Bugün Bizans ruhunun en fazla yaşatıldığı yerin muhtemelen İmparator
Konstantin’in bir zamanlar Mora despotluğu yaptığı küçük ortaçağ kenti olan
Mistra olduğu söylenir. Her sokak lambasının direğinde bulunan çift başlı
kartal amblemiyle, Dukas’tan bir alıntının yazılı olduğu mermer bir fonun
önünde duran ve elinde kılıcıyla imanı savunurken betimlenen Konstantin
heykeliyle, bu küçük kentin hala da Bizans ruhunun mihrabı olduğunu düşünür
kimileri.
Bizans savunmasının efsane kumandanı Justinyani
Khios’a dönmeyi başardı. Ama fazla yaşamadı. Başpiskopos Leonard’ın ifadesiyle
ya aldığı yaradan ya da hemen hemen herkes tarafından son yenilgiden sorumlu
tutulmakla kaybettiği itibarın acısıyla orada öldü. Şimdi kayıp olan mezar
kitabesinde şunlar yazıyordu:
“Burada Konstantinopolis’in düşmesi ve Doğulu Hıristiyanların son imparatoru ve cesur önder, çok latif Konstantinus’un Türk Hükümdarı Mehmet’in elinde can vermesi sırasında aldığı ölümcül yara nedeniyle 8 ağustos 1453’te ölen büyük adam Ceneviz ve Khios soylusu Giovanni Giustiniani yatar”
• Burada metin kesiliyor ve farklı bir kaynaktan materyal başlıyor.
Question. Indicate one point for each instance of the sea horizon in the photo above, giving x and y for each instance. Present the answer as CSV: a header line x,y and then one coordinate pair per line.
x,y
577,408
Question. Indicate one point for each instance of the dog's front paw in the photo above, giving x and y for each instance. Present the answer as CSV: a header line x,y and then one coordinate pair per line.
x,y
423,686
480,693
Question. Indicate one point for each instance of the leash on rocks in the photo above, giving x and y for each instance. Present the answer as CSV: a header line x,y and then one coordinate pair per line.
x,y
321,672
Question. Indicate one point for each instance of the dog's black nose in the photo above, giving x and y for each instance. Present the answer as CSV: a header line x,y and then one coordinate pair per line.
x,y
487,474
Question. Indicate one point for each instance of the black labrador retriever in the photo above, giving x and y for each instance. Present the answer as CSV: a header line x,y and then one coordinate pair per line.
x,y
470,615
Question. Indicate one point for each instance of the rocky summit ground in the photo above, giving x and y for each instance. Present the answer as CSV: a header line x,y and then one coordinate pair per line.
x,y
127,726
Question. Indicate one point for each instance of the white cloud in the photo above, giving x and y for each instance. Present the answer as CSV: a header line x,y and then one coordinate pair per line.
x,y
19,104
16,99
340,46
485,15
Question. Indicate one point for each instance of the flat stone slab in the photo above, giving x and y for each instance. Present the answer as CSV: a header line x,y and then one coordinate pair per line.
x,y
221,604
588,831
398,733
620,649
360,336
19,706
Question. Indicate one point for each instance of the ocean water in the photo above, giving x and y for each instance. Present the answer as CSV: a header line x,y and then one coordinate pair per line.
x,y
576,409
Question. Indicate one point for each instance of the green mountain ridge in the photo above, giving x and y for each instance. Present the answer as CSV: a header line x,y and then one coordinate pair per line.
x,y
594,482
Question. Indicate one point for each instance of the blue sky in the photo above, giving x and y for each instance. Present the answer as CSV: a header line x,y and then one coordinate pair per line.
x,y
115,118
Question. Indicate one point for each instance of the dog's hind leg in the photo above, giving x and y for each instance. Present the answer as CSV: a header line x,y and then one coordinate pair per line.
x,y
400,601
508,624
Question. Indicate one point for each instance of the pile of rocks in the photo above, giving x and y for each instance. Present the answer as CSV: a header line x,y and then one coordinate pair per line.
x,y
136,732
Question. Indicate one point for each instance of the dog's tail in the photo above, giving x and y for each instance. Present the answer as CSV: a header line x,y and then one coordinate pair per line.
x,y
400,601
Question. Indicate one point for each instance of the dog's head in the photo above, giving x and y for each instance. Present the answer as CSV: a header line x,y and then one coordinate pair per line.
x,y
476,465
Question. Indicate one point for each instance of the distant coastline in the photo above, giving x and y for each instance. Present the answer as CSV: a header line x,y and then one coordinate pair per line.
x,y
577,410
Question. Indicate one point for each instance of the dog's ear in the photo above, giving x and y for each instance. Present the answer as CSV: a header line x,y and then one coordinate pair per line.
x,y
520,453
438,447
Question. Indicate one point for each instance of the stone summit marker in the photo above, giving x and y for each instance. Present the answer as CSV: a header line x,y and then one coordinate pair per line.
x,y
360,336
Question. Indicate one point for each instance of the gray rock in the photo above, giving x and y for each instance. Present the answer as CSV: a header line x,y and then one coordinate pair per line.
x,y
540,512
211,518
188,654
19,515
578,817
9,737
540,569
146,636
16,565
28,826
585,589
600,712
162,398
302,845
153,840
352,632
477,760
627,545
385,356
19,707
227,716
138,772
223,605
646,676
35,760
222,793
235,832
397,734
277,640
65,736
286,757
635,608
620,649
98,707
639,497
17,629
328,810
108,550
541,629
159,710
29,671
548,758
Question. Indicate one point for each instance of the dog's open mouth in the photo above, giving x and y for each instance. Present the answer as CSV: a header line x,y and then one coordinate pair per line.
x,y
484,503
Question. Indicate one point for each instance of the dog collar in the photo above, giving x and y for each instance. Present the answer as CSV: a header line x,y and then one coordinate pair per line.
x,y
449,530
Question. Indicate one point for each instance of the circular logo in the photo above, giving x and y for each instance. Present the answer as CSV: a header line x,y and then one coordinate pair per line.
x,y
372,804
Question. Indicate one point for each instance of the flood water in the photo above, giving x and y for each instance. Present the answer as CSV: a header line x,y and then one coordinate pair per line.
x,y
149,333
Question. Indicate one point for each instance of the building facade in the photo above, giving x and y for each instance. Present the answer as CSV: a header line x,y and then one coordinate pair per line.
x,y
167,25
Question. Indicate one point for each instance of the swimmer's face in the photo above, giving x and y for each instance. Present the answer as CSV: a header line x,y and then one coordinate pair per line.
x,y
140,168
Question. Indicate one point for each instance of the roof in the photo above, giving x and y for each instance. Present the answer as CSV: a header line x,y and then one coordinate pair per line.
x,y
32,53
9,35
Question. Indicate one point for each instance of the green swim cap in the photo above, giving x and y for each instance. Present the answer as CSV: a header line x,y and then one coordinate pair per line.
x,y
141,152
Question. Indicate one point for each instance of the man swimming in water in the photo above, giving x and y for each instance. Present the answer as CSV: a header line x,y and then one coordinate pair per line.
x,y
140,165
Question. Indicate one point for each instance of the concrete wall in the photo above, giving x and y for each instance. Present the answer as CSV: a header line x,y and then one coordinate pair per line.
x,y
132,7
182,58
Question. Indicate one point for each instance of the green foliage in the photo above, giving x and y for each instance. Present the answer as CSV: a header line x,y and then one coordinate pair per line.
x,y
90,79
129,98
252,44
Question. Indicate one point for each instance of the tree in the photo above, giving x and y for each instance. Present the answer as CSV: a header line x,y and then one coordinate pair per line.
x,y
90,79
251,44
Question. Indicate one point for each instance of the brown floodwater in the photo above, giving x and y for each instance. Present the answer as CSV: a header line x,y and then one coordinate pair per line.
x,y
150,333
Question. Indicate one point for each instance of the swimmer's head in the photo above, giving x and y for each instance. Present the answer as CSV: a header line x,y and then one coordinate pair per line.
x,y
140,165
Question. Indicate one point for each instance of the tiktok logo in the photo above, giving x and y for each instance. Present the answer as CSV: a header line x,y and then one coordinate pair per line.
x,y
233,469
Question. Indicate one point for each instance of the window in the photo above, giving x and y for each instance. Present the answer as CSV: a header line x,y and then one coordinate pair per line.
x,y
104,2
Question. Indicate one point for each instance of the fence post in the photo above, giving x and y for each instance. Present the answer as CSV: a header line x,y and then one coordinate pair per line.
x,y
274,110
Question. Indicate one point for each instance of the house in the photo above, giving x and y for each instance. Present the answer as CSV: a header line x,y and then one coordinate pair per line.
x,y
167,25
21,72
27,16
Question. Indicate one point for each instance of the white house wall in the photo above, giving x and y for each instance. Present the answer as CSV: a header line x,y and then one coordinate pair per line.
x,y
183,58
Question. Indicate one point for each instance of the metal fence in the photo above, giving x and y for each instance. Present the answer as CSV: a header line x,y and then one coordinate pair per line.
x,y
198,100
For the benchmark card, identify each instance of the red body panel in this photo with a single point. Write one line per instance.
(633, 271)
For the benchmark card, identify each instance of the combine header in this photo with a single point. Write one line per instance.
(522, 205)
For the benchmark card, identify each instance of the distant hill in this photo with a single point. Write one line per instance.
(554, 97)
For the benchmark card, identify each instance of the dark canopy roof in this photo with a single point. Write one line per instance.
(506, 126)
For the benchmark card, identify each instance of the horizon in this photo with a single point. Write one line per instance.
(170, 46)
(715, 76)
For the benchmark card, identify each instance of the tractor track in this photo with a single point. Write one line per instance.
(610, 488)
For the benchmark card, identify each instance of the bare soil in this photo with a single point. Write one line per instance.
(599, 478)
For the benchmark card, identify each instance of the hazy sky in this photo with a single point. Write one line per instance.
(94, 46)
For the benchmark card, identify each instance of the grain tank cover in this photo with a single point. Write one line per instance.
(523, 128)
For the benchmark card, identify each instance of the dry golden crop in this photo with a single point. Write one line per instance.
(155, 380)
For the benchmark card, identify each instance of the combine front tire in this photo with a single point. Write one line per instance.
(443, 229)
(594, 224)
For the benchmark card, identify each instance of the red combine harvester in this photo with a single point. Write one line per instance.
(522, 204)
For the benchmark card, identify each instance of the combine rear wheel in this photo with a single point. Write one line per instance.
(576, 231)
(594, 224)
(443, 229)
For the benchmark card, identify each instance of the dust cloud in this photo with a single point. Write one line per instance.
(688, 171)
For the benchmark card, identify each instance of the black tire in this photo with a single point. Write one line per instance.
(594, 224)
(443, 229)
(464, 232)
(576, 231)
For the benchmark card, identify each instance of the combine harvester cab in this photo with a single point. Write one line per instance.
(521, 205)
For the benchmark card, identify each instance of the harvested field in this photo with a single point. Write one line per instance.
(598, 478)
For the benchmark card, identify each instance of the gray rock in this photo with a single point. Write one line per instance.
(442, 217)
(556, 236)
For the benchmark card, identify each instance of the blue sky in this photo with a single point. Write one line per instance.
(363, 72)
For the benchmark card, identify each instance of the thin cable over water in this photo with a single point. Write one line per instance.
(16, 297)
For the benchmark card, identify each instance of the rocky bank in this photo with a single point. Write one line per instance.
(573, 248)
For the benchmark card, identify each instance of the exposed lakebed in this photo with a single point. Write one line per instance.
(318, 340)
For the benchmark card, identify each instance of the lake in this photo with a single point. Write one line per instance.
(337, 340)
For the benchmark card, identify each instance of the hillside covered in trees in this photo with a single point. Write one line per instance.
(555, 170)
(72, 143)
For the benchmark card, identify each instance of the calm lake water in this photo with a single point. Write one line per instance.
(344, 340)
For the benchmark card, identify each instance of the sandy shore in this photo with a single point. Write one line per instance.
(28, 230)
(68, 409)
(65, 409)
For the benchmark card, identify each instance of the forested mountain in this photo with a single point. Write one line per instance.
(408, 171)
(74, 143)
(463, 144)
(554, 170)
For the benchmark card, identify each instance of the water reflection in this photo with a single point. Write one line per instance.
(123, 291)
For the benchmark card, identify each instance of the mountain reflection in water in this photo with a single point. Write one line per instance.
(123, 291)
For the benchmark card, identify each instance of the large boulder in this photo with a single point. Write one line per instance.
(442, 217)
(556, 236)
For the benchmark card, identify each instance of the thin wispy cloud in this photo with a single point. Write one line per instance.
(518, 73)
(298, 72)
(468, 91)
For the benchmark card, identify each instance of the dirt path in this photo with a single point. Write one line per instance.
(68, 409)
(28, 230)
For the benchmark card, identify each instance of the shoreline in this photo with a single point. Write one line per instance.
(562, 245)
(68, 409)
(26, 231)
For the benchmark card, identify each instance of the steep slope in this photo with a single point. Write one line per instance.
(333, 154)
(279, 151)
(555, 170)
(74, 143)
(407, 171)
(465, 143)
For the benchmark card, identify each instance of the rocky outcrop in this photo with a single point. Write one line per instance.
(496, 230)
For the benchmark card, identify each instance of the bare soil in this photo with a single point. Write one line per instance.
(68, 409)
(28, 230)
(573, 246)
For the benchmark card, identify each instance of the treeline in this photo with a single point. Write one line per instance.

“Burada Konstantinopolis’in düşmesi ve Doğulu Hıristiyanların son imparatoru ve cesur önder, çok latif Konstantinus’un Türk Hükümdarı Mehmet’in elinde can vermesi sırasında aldığı ölümcül yara nedeniyle 8 ağustos 1453’te ölen büyük adam Ceneviz ve Khios soylusu Giovanni Giustiniani yatar”
-SON-
Naci Adıgüzel
Fetih masalları ve gerçekler yazı dizisinin
sonu
Hikaye burada bitiyor. Son olarak
şunu belirtmekte yarar var. Ne kadar objektif olmaya çalışırsanız çalışın,
özellikle konu tarihse, yazdıklarınızın belirli bir subjektiviteden
beslenmemesine imkan yok. Çünkü spekülasyonlardan örülü bir patikada
yürüyorsunuz. Yapabileceğiniz en fazla, olan biteni gerçeğe
yaklaştırabilmektir. Sanırım çapraz sorgulamalarla ve farklı kaynakların
ortaklaştığı noktaların bulunmasıyla yazılan bir çok şey gerçekle buluştu.
Diğerlerinin de gerçeğe değdiğini ya da ona yaklaştığını sanıyorum.
Okuyan, ilgi
gösteren herkese sonsuz teşekkürler.